24/08/10

BADALADAS - Texto 54 - 13 AGOSTO 2010

TEMPO DE GUERRA
PORTUGUESES, ESPANHÓIS E INGLESES...

José NR Ermitão


          A Guerra Peninsular pôs em contacto frontal ingleses, portugueses e espanhóis, todos aliados num objectivo comum – a luta contra o domínio francês – mas com grandes diferenças entre eles quanto a relações humanas e mentalidades.
Assim, os portugueses e espanhóis nunca deixaram de mostrar o desafecto que sentiam uns pelos outros; por outro lado, os espanhóis e ingleses detestavam-se fortemente. Um dos pontos de fricção entre os ibéricos e os britânicos era a religião: os ingleses desprezavam o catolicismo como um conjunto de superstições e tolices, e os portu- gueses e espanhóis viam os britânicos como não cristãos.

          H. W. Maxwell publicou, em meados do século XIX, uma colectânea de narrativas de ingleses que participaram na Guerra Peninsular (1). Duas dessas narrativas dão conta dos sentimentos de hostilidade pessoal mútua entre os aliados.
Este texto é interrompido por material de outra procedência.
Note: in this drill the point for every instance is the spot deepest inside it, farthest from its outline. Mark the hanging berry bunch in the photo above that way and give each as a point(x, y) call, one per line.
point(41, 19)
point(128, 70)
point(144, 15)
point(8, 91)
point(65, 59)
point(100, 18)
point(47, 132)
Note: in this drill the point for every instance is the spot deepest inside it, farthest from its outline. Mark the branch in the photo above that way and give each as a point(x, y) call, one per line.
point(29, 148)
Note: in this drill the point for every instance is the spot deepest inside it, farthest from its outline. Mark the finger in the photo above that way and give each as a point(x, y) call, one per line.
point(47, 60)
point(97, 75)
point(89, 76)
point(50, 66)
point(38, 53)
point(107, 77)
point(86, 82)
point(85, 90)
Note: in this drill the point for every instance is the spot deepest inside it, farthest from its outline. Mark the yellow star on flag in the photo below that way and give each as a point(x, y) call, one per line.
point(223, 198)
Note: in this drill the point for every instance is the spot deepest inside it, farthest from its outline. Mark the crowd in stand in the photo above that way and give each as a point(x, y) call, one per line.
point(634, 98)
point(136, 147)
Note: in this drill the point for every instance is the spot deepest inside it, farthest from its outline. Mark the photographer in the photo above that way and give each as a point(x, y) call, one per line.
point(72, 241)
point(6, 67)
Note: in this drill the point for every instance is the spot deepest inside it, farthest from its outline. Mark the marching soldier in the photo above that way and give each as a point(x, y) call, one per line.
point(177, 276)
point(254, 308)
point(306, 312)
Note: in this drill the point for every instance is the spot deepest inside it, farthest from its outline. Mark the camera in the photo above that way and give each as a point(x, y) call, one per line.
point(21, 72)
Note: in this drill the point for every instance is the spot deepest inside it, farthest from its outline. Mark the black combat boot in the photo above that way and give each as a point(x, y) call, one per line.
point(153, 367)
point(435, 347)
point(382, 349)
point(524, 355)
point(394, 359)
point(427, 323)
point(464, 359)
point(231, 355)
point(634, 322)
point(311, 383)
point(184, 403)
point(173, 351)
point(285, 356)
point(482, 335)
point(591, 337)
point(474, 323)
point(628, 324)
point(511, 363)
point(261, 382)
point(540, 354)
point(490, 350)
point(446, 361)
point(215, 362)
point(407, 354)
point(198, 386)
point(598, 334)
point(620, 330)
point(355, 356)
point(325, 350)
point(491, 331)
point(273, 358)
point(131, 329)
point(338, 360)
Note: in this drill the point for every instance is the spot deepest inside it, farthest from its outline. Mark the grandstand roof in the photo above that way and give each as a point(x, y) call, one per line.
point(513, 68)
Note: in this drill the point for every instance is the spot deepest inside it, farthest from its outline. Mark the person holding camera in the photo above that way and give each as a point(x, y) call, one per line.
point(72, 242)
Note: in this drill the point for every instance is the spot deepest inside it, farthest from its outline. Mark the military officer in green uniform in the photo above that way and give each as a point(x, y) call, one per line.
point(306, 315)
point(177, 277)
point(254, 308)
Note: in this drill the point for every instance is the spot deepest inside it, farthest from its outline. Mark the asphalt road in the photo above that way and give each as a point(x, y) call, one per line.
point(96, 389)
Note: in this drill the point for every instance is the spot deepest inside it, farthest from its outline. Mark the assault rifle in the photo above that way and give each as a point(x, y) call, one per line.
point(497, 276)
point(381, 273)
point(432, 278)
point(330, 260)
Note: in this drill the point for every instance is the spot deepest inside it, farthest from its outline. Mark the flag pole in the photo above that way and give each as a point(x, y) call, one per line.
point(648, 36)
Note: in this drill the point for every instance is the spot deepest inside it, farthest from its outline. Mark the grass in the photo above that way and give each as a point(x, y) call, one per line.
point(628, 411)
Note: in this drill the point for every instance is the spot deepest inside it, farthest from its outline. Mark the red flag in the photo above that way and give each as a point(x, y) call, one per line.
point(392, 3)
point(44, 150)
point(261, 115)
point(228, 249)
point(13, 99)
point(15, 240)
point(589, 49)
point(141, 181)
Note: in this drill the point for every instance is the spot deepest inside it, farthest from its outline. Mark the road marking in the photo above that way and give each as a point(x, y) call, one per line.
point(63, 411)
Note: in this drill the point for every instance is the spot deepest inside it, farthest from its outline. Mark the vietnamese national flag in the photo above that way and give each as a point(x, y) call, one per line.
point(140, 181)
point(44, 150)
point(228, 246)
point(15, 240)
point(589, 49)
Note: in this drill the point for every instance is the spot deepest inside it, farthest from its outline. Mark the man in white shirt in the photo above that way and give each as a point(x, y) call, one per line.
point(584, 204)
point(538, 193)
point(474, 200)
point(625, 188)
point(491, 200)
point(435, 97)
Uma delas, A night in the Peninsular War (Uma noite na Guerra Peninsular), refere aspectos da tensão existente entre os dois povos ibéricos: o facto de as suas disputas acabarem quase sempre em sangue e o facto de os condutores espanhóis de mulas servirem os regimentos ingleses mas recusarem-se a servir os militares portugueses.
Entretanto este vingavam-se, ou pondo-se sempre do lado dos ingleses quando havia altercações entre estes e os espanhóis, ou fazendo “visitas” predatórias nocturnas aos acampamentos dos arrieiros espanhóis – que tiveram de recorrer a cães de guarda e a tiros de mosquete para se defenderem dos portugueses... Estas tensões eram tão fortes que preocupavam os comandos militares pelos efeitos disciplinares negativos que originavam.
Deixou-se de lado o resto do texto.